Paraguayan diplomat and economist (born 1966)

Rubén Darío Ramírez Lezcano (born 11 January 1966) is a Paraguayan economist and a right-wing conservative diplomat who is the current Minister of Foreign Affairs of Paraguay since 2023. He also held the same position from 2006 to 2008.

==Biography==
Ramírez was born in 1966 in Asunción. He studied economics and received a baccalaureate in science and arts from the College St. Teresa in Ciudad del Este. In 1987 he graduated from the Faculty of Economics and Social Sciences of the University of Buenos Aires with a degree in economics. He later earned a master's degree in international politics at the University of Sorbonne in Paris (1989) and a degree in business administration from the Anderson School of Management at the University of California, Los Angeles (1998).

===Career===
Ramírez has held a number of posts in his country's foreign service, including periods at the embassies in Buenos Aires and Quito.

He served as minister of foreign affairs in the cabinet of President Nicanor Duarte Frutos from 2006 to 2008. In 2016, he was nominated by Paraguay as a candidate for the presidency of the CAF – Development Bank of Latin America and the Caribbean, but lost the election.

On 8 June 2023 he was chosen by President-elect Santiago Peña to serve as his minister of foreign affairs.

On 15 November 2023, Senator Esperanza Martínez presented Resolution No. 383, which was approved by the Senate (File S-2300589), requesting information and documents from Ramírez (Itaipu Board Member and Minister of Foreign Affairs) related to the investments of the Itaipu Pension Fund (Cajubi) abroad, known as “the heist of the century.”

Ramírez responded to the Senate via letter DM/UGRE/1/No 157/2023, dated 21 December 2023, stating that he did not have that information and those documents.

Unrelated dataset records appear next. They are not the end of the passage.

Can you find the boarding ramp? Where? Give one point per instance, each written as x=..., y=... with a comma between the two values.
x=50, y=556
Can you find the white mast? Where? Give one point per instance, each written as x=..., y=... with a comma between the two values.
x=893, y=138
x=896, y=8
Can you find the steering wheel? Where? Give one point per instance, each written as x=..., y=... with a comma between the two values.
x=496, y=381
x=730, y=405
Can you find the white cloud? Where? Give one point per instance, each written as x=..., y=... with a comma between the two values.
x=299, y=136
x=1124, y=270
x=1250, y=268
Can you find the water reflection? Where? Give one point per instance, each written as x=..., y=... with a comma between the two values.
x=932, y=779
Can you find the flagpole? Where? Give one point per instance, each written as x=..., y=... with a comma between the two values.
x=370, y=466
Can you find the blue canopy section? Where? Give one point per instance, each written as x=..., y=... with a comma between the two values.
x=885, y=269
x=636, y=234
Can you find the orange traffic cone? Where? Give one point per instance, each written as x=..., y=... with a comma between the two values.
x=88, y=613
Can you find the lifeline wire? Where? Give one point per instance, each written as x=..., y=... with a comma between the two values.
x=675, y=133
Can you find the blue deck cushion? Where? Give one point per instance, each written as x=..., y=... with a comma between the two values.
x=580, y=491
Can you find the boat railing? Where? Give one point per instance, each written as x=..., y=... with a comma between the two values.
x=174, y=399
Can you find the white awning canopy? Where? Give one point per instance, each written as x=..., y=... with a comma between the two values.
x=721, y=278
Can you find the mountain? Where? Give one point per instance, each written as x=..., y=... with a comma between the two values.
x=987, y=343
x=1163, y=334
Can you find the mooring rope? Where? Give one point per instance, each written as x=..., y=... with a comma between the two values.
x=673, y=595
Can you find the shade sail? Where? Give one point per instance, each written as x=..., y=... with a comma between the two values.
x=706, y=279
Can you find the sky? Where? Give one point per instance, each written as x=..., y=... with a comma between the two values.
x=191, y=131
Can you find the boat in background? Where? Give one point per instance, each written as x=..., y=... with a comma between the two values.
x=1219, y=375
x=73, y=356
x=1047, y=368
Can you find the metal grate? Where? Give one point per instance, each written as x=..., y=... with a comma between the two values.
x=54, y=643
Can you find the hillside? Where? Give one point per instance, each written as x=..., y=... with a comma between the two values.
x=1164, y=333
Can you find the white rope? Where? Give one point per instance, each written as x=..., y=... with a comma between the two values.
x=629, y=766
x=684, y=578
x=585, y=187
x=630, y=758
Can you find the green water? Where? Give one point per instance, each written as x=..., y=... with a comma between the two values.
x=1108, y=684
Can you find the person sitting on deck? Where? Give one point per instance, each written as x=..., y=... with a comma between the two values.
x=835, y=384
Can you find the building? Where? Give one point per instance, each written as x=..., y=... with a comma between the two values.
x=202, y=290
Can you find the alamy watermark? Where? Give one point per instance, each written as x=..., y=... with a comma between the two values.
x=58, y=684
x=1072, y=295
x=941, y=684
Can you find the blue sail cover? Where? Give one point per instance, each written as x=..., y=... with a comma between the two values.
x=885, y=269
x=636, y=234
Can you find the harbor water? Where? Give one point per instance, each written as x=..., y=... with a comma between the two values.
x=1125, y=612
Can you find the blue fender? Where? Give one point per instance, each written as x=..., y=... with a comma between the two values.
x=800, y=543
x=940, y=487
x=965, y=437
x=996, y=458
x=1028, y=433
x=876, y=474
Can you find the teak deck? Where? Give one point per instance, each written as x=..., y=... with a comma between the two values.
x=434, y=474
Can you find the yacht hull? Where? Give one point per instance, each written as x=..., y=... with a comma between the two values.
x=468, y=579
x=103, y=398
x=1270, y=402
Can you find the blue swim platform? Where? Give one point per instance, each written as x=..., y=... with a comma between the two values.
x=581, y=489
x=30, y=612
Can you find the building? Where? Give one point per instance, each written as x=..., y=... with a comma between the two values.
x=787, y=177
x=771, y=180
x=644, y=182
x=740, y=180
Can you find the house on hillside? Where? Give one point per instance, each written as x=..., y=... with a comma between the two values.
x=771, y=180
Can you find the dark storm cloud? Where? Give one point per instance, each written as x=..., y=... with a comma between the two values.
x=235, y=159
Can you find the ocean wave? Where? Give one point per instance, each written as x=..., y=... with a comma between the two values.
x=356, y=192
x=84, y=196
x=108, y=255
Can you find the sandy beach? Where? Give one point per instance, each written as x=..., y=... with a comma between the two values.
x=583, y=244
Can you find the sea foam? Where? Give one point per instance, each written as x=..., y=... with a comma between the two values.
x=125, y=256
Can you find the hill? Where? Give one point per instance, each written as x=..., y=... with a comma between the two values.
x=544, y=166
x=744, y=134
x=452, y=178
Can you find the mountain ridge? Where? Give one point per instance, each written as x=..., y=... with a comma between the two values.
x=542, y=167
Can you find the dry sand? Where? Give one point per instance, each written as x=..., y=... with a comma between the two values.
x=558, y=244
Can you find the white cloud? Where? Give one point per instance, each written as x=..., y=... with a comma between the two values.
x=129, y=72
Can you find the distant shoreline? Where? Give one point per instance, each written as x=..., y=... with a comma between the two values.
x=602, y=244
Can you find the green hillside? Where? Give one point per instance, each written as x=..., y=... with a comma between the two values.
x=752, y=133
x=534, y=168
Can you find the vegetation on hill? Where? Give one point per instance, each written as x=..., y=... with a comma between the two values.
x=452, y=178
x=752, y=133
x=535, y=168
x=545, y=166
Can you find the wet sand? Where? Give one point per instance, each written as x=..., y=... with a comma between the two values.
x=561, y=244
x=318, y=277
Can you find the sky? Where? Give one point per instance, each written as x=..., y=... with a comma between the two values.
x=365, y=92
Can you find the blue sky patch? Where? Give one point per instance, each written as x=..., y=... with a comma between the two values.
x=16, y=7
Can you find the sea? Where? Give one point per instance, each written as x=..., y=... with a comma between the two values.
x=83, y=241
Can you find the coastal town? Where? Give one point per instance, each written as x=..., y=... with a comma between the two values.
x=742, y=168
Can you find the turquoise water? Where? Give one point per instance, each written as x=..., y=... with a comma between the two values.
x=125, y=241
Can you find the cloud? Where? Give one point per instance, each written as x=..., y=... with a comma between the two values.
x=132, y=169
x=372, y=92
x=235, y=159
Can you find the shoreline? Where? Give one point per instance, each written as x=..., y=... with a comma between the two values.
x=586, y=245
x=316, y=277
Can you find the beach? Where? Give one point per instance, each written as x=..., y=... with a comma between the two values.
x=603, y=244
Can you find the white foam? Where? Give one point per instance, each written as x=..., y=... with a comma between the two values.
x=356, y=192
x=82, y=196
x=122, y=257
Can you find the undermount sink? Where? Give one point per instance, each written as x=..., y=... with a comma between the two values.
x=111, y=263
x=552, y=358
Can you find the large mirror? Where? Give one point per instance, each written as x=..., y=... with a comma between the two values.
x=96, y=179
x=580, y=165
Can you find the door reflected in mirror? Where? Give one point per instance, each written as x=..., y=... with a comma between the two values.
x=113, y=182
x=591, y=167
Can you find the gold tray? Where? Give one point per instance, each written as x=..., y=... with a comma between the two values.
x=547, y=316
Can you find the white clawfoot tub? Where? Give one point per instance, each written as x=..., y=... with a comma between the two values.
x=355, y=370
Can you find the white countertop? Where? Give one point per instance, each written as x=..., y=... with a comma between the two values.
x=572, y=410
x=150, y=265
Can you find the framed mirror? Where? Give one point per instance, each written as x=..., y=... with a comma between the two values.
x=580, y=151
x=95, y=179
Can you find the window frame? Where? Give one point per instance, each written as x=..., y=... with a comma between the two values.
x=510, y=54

In early 2025, Ramírez presented his candidacy to succeed Luis Almagro as Secretary General of the Organization of American States (OAS).
He was to contend in the 10 March election against Albert Ramdin of Suriname, but on 5 March, President Peña announced that he was withdrawing Ramírez's nomination, in light of the lack of support to its nomination. Ramdin won by acclamation.

During Ramirez's administration, Paraguay took a turn away from traditional foreign policy: at the UN, Paraguay voted against lifting the blockade against Cuba, despite Paraguay's historic vote in favor; Paraguay voted at the UN in favor of Israel and against Palestine's right to self determination, even amid a genocide; and abstained in the resolution to declare slavery as one of the worst crimes against humanity . Furthermore, he is responsible for backing Israel at the International Court of Justice (ICJ), in the case initiated by South Africa for the genocide of the civilian population in Gaza.